Research Topic: AI analysis of voice to aid laryngeal cancer diagnosis
Supervisors: Dr Luisa Cutillo, Dr James Moor
About Mary: I graduated from the University of Birmingham with an integrated masters in electronic and Electrical Engineering.
Project description Patients with head and neck cancer present to secondary care services in a number of ways. Laryngeal carcinoma, (cancer affecting the voice box) tends to cause hoarseness when it affects the vocal cords. There is an urgent clinical need to develop tools to aid in the diagnostic process for patients referred on the NHS ’2 week wait’ pathway. The research will focus on assessment of a patient’s voice to aid clinical decision making as to whether the larynx is a site of potential cancer development, or, whether it is affected by a wide range of non-cancer diagnoses. 

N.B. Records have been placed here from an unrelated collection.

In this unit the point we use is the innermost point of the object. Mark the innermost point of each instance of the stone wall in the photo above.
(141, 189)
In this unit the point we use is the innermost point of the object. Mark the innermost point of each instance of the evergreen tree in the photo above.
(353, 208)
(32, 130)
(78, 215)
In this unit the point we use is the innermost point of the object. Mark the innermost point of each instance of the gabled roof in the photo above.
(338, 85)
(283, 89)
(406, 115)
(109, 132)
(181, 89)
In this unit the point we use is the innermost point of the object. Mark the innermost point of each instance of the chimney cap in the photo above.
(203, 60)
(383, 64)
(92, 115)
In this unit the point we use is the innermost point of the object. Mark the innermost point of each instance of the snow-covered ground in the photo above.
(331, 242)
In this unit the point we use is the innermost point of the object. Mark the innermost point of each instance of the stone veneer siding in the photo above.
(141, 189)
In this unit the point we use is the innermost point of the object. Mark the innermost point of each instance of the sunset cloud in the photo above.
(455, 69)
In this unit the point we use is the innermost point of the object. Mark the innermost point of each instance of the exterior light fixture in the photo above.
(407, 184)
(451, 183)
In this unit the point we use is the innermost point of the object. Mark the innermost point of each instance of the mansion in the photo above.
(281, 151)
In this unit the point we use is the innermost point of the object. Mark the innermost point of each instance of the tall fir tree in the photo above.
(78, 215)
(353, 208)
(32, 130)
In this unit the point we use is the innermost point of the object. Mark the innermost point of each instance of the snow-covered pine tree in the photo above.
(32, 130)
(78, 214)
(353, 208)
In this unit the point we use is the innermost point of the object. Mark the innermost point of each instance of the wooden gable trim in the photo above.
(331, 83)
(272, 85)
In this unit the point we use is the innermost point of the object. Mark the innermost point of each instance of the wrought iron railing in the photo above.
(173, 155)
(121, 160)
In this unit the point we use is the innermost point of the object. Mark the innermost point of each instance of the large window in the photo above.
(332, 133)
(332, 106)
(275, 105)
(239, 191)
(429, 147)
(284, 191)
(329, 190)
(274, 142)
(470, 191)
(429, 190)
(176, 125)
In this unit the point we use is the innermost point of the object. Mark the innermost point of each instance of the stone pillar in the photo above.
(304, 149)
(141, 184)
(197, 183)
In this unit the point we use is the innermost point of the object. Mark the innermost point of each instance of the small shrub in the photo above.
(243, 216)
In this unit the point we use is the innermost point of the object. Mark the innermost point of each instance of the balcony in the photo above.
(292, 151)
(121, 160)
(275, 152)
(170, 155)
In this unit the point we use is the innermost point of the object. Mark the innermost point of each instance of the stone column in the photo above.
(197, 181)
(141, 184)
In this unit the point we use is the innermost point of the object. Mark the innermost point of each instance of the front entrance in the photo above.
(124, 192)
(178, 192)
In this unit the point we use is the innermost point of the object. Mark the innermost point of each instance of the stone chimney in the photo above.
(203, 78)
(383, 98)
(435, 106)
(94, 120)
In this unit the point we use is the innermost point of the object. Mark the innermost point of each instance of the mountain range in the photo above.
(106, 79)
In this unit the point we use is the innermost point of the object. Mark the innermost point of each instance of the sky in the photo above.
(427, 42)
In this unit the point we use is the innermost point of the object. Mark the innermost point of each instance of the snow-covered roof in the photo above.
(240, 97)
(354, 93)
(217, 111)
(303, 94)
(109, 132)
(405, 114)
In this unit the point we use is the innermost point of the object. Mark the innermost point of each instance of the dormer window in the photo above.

Research Topic: Coverage measure and navigation strategies for robotic colonoscopy: Fusing machine learning and robotics to enhance diagnosis and treatment
Supervisors: Prof Pietro Valdastri, Dr Venkat Subramanian
About Sarah: I have a BSc and MChem in Chemistry from Leeds and currently finishing up my MSc in Computer Science from Nottingham. My project was on using support vector machines for Alzheimer’s disease classification. My current research interests are mainly in medical diagnosis using biomedical imaging and treatment.
Project description Over the last decade, the STORM Lab (https://www.stormlabuk.com/) has developed the Magnetic Flexible Endoscope (MFE), an innovative platform for easy and painless colonoscopy. In conventional colonoscopy, 1 in 20 polyps are not detected during visual exploration due to the unstructured environment (e.g., tissue folds). Moreover, the navigation is difficult due to tight turns and obstacles. The project will explore the use of machine learning to integrate the localisation information provided by the MFE platform with the visual information produced by the endoscopic camera, in order to (1) estimate the total percentage of the colon visualised and (2) generate a navigation strategy to increase the precision of locomotion and endoscopic tasks such as biopsy.
Research Topic: Transfer learning and transferrable models in Digital Pathology for Gastrointestinal Cancers
Supervisors: Dr Derek Magee, Prof Heike Grabsch, Dr Nicholas P West
About Wilson: I have a background in Computer Science and have been working at the Leeds Institute for Data Analytics as a intern and research assistant since graduating in 2018. My previous work contributed to the development of novel simulation software’s for population projection and forecasting, network analysis with unsupervised machine learning in a comparative study of bike share schemes as well as writing my BSc dissertation on the application of Machine Learning and Data Science for analytics and diagnostics.
Project description Digital Histopathology is the use of whole slide images of scanned stained tissue sections to diagnose and study diseases such as cancer. One issue with histologic imaging data is that tissue samples and acquired images may vary due to different methods of sample within the same hospital or between different hospitals. Additionally, samples from different parts of the body, different parts of the world, or from patients of different ages can have different appearance. The project aims to investigate and establish methods for automatically adapting models to new data sets including the way in which such unsupervised model transfer/learning could be automatically or semi-automatically validated. The research will have access to a dataset on 5000 patients with oesophagogastric cancer from over 150 hospitals in four countries around the world.